The first consequence is that augmenting penalties of copyright infringement makes it impossible to reduce the initial sentences to probation or community service. In Brazil only lesser offensive crimes – those with sentences of less than 2 years imprisonment – can be submitted to such alternative penalties. Therefore, if the law changes, no one convicted for copyright violation will be able to have his sentence reduced to community service.

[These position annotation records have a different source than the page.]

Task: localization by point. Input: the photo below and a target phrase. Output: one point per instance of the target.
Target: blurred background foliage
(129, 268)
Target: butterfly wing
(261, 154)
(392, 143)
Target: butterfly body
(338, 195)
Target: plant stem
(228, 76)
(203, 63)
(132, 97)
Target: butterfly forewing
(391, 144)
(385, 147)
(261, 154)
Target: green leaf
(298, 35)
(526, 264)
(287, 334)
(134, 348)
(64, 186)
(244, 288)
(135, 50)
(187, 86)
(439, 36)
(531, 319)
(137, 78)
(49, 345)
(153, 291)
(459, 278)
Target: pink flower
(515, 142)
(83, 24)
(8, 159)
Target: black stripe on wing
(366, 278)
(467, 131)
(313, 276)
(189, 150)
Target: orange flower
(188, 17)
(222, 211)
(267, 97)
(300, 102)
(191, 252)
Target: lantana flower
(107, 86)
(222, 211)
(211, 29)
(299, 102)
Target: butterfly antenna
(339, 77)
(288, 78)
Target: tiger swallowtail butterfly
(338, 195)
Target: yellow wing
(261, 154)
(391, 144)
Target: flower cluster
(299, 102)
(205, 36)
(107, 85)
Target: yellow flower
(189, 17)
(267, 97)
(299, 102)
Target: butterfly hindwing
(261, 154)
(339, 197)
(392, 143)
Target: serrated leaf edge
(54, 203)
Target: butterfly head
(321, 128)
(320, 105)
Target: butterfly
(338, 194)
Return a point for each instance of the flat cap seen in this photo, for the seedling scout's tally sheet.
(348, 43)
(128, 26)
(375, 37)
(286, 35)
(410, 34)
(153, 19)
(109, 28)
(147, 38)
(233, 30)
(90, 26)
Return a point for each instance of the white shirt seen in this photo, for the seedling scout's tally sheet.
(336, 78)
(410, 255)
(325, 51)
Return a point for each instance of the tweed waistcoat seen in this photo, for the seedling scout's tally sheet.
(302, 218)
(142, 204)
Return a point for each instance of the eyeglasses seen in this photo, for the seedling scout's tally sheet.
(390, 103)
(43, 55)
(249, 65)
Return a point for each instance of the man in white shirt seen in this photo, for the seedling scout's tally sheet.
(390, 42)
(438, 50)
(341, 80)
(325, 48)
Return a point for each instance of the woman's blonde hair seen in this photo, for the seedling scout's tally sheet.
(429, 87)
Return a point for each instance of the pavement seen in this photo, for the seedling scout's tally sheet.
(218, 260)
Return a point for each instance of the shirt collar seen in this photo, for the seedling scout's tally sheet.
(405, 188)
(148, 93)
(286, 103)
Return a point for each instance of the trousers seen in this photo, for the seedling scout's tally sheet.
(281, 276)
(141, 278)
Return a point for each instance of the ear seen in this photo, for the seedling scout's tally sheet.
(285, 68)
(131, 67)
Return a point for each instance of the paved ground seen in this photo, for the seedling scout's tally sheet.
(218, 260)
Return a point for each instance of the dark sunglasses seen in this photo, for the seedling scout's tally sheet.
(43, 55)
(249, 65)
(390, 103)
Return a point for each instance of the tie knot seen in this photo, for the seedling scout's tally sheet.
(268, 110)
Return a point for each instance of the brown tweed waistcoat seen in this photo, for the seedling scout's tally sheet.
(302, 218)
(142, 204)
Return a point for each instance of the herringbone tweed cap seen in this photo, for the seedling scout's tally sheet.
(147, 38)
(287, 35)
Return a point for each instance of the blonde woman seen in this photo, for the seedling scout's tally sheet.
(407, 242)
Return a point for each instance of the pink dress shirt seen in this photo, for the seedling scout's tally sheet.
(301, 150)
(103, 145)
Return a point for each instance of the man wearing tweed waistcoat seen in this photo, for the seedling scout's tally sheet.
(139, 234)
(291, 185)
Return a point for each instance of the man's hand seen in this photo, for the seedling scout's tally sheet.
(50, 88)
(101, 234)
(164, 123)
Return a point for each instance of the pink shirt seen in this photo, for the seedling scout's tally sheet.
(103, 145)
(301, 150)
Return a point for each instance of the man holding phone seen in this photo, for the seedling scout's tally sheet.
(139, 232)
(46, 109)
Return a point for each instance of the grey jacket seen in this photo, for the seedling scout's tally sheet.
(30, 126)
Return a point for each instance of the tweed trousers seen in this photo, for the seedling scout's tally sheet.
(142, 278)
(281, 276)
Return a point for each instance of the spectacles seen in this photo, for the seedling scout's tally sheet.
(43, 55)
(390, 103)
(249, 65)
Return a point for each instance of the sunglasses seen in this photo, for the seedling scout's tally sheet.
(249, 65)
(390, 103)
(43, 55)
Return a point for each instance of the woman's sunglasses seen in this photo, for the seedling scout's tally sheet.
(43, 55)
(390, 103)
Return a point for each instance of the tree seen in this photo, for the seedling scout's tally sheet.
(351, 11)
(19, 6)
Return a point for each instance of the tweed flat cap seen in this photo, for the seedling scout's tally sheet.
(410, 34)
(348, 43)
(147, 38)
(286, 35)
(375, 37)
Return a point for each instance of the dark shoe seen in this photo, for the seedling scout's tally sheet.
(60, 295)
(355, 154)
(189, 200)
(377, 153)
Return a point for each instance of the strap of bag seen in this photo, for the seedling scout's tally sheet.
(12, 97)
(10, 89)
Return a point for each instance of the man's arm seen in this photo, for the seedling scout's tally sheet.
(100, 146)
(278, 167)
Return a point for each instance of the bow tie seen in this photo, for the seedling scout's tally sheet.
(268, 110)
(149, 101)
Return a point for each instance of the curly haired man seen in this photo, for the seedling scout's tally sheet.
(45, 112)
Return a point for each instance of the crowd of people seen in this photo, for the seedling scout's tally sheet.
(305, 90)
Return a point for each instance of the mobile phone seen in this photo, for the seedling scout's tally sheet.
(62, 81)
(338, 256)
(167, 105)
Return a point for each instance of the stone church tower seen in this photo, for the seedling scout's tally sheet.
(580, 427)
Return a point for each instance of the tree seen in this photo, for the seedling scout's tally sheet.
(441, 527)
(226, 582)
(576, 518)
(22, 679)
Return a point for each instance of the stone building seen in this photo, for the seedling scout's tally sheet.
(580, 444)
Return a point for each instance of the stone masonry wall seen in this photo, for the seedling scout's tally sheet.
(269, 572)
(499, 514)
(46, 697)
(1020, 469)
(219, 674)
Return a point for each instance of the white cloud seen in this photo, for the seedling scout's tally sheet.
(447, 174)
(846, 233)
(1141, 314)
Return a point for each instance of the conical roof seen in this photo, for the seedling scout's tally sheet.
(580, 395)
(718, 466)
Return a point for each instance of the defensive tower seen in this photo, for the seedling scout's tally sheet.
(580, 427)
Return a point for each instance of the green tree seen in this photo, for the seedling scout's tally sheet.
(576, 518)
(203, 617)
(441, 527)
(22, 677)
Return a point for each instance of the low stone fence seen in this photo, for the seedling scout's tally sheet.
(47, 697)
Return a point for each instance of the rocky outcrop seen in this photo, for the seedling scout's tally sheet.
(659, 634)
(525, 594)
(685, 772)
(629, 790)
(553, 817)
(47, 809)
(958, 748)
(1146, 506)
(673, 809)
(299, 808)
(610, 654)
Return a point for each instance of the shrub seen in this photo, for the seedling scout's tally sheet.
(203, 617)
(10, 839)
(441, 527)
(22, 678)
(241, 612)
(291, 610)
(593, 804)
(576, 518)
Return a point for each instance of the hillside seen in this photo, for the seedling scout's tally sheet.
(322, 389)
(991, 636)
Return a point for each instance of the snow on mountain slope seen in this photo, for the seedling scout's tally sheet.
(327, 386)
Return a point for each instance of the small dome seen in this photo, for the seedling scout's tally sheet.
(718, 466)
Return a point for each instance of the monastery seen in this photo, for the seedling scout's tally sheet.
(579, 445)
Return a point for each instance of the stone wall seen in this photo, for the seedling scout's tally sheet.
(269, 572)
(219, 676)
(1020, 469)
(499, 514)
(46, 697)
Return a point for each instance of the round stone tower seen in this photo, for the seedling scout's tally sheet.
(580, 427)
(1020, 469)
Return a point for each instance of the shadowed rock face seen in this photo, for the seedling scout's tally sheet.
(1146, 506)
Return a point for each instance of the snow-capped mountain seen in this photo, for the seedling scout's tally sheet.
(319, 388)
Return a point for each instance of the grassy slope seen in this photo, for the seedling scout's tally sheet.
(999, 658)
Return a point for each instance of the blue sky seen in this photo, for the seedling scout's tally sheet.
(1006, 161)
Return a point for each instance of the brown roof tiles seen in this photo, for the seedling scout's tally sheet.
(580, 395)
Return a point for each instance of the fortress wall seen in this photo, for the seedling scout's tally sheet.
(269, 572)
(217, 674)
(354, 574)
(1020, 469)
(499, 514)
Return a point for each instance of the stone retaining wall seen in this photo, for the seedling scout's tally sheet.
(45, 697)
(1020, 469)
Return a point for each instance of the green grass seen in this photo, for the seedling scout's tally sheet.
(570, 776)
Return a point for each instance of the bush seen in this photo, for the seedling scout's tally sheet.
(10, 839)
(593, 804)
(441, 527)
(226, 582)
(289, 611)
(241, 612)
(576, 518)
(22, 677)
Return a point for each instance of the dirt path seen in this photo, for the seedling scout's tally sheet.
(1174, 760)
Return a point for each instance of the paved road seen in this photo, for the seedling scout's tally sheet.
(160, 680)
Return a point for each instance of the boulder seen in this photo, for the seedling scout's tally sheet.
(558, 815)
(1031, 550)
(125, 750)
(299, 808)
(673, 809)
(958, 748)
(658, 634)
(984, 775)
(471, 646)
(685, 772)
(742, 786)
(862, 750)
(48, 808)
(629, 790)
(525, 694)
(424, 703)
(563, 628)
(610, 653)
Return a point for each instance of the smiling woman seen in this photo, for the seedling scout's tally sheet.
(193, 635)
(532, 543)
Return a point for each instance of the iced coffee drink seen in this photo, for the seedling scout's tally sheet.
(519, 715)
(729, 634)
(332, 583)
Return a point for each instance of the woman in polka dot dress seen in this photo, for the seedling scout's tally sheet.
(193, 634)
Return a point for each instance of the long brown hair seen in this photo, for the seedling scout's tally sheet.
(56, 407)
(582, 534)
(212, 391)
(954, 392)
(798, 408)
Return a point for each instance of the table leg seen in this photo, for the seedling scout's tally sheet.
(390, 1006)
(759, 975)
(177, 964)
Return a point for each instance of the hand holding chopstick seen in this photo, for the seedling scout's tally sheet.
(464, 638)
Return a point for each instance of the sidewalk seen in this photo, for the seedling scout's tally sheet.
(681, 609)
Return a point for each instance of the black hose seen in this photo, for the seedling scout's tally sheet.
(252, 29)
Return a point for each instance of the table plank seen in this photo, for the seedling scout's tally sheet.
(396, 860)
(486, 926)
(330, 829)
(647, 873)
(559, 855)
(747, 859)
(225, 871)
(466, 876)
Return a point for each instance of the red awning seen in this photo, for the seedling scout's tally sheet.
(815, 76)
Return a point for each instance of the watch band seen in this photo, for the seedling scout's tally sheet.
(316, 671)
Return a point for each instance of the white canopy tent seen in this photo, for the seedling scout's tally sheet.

It is worth mentioning that, although many studies have been performed by industry associations, there is none clear evidence that ‘piracy rates’ are proportional to the decrease of consumption of cultural goods. We can not disregard the fact that ‘pirated cultural goods’ are also an effective form, although illegal, that gives access to knowledge to a large portion of the population who are not able to buy such goods at market price. Portion that, by the way, that shouldn´t  be accountable on the decrease of consumption rates. Nonetheless, these penalties will be mostly focused toward informal workers that sell CDs and DVDs in a country where unemployment rate represents more than 7% of the labour force. Concerning these two relevant social aspects, it seams unreasonable to worsen penalties focusing only on an uncertain and unproved market loss of an industry unwilling to rethink business models possibilities in the rich context of Information and Communication Technologies (ICT).

A substantial part of Brazilian civil society, academics and artists are trying to push forward a more honest, transparent, and accountable politics of intellectual property, in which policymaking is calibrated to the needs—and realities—of contemporary forms of production and consumption, in balance with artistic and consumers need. In that sense, a public letter to the Ministry of Culture is available to signatures.  But, by now, challenges to reach a real change seamed to increase.